Uma pessoa me passou pela cabeça, a imagem rápida como um raio. Mas logo sumiu. Pisquei.
– Mas se Gaia não os cortou nem nada, por que é que vocês morreram? Não parecem ter definhado até a morte por falta de sangue. – Estipulei.
– É que quando entramos em contato com ela, bem... – Nico começou. – Algo dela passou para nós. Talvez o sangue dela, o icor dos imortais, algo que leva algum tempo para matar, mas certamente é letal. Leva aproximadamente dois dias.
– Pensamos que tínhamos nos safado. – Reyna suspirou. – Mas acabamos assim.

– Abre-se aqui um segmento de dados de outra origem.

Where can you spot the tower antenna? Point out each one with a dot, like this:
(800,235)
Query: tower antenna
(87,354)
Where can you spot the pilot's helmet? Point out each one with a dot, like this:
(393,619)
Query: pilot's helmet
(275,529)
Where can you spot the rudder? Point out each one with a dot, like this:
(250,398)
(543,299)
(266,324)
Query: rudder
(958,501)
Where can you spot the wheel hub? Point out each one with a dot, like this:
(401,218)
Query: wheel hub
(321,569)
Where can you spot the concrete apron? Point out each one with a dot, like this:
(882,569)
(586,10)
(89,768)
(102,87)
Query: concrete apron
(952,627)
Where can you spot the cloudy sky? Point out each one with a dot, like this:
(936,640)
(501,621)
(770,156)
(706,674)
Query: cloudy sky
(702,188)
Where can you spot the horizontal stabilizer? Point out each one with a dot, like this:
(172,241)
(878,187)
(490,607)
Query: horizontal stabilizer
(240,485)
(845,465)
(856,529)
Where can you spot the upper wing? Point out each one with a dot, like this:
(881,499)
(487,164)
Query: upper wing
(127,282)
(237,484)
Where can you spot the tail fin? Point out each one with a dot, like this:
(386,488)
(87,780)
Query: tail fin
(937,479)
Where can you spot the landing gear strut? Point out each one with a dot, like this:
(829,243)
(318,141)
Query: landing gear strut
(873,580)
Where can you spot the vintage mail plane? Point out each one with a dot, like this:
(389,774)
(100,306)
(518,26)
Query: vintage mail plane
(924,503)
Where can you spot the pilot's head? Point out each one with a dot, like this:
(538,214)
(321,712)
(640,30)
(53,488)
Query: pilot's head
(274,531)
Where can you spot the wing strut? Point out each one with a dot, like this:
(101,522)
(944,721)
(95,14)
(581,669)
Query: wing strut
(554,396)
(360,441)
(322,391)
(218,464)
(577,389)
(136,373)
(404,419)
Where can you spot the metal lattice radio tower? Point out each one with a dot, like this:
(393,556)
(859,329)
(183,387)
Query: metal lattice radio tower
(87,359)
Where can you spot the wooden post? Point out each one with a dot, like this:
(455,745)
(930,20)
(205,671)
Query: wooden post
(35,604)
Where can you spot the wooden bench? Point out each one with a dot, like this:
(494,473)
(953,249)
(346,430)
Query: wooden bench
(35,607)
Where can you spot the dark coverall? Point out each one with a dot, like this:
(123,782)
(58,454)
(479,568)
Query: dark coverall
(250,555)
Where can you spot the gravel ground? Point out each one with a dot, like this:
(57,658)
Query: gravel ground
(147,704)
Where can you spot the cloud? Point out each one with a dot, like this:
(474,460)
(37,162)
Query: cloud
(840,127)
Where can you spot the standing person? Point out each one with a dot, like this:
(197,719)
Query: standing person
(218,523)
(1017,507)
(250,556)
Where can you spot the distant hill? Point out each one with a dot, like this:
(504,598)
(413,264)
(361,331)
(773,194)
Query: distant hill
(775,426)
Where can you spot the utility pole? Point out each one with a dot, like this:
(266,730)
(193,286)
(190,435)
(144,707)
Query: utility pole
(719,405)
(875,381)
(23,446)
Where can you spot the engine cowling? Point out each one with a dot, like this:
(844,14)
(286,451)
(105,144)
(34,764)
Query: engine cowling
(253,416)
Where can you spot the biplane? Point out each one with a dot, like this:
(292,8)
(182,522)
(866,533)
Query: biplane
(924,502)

Eu poderia...
– Você não poderia ter feito nada. – Nico a cortou. – Você sabe disso, não insista. Agora o destino está nas mãos dos sete.
– Mas o destino já não existe? – Continuo. – Vocês ainda vão morrer, não é?
– É. – Reyna confirmou.
– Então podemos impedir isso. – Falo.
– Não, não podem. – Perséfone disse de braços cruzados. – Se eles estão aqui, é porque morreram. Não adianta tentar mudar, compreende?
– ENTÂO POR QUE É QUE ESTÃO MANIPULANDO O TEMPO SE NÂO PODEM SALVAR AS PESSOAS?! – Grito.
– Porque, Hazel, é a velha e boa história. – Hécate responde calmamente. – Sempre as parcas, sempre o destino dos deuses. É sempre assim. O que está feito não se pode ser desfeito, ou talvez possa. Mas existem regras, existem coisas que impedem as entidades de fazer isso. Os deuses não constroem o próprio destino e o destino de seus filhos, Hazel. É o cosmo quem faz isso, as Leis Antigas, coisas combinadas que resultam no que é hoje.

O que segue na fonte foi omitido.